Seriam erros monumentais.
Voltando
à questão inicial: tem Biden uma boa bússola moral para navegar por
assuntos tão vitais, sem incorrer na tentação de desfazer o que foi
feito por Trump só por pirraça?
“A
verdade mais reveladora sobre Joe Biden é que ele é exatamente o que
parece”, diz Ronald Klain, seu ex-chefe de gabinete na época da
vice-presidência.
“É verdadeiramente avuncular.
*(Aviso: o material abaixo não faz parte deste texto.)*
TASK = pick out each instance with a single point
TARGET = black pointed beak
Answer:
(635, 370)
Conecta-se com as pessoas”.
As
tragédias pessoais de Biden são um canal para essa conexão,
especialmente com pessoas que sofreram grandes perdas familiares, diz
Klain, obviamente um fã do ex-chefe.
Talvez
até exageradamente, ele sempre faz referências ao trama de perder a
mulher e a filhinha num acidente de automóvel, em 1972. A morte do filho
Beau Biden, aos 46 anos, com câncer no cérebro, também sempre aparece
em seus discursos.
Joe
Biden é um político à moda antiga, do tipo que se lembra de nomes e
detalhes sobre todo mundo, estabelece intimidade imediata, gosta de
fazer um populismo básico e aperta quantas mãos aparecerem na sua
frente.
Até
um passado recente, também se mostrava excessivamente tátil com
mulheres interessantes a ponto de, em alguns casos, revelar um
perturbador hábito de cheirar cabeleiras femininas.
Isso
tudo sumiu do mapa quando o vírus coincidiu com a campanha ascendente e
ele passou meses trancafiado no porão de sua mansão, dando poucas
entrevistas a jornalistas amigáveis.
A
mais recente, talvez desesperada, tentativa da campanha de Trump é
detonar o adversário via os obviamente suspeitos negócios que seu filho
Hunter fez quando o pai era vice-presidente.
Fora inflamar os ânimos nos comícios de Trump, a coisa não está colando – independentemente de ser verdade ou armação.
A reação de Biden tem sido de se recusar a falar sobre a “calúnia”.
Faltam apenas quinze dias para a eleição e ele tem o vento a favor.
“As
pessoas talvez não saibam como ele se interessa pelos detalhes de
tudo”, elogia o entusiasmado Klain, hoje na confortável posição de
“bidenlogista” – amanhã talvez num futuro governo Biden.
“Ele se interessa por todos os fatos, mesmo os que não batem com suas ideias preconcebidas”.
“Sempre procura opiniões bem informadas sobre o que funciona e o que não funciona, e o que precisa ser mudado”.
É
claro que, para os adversários, é um político vazio de ideias, viciado
em lugares comuns, dado a rompantes, sem carisma, explorador das
tragédias familiares em benefício próprio, condescendente ou cúmplice
das negociatas do filho e com decadência cognitiva tão evidente que será
um mero fantoche na Casa Branca.
Muito
americanos acham que, com tudo isso, ainda é melhor do que Trump.
Outros continuam convencidos de que trará uma conduta elevada e
respeitosa para uma presidência onde tais qualidades desapareceram.
Aos
78 anos, Joe Biden vê a grande chance tão perto de ser alcançada,
culminando uma carreira que começou precocemente, tendo sido eleito
senador com apenas 29 anos.
Terá a energia, o dinamismo, a capacidade de liderança e também a ousadia que o cargo exige?
Ser apenas um bom sujeito não bastará.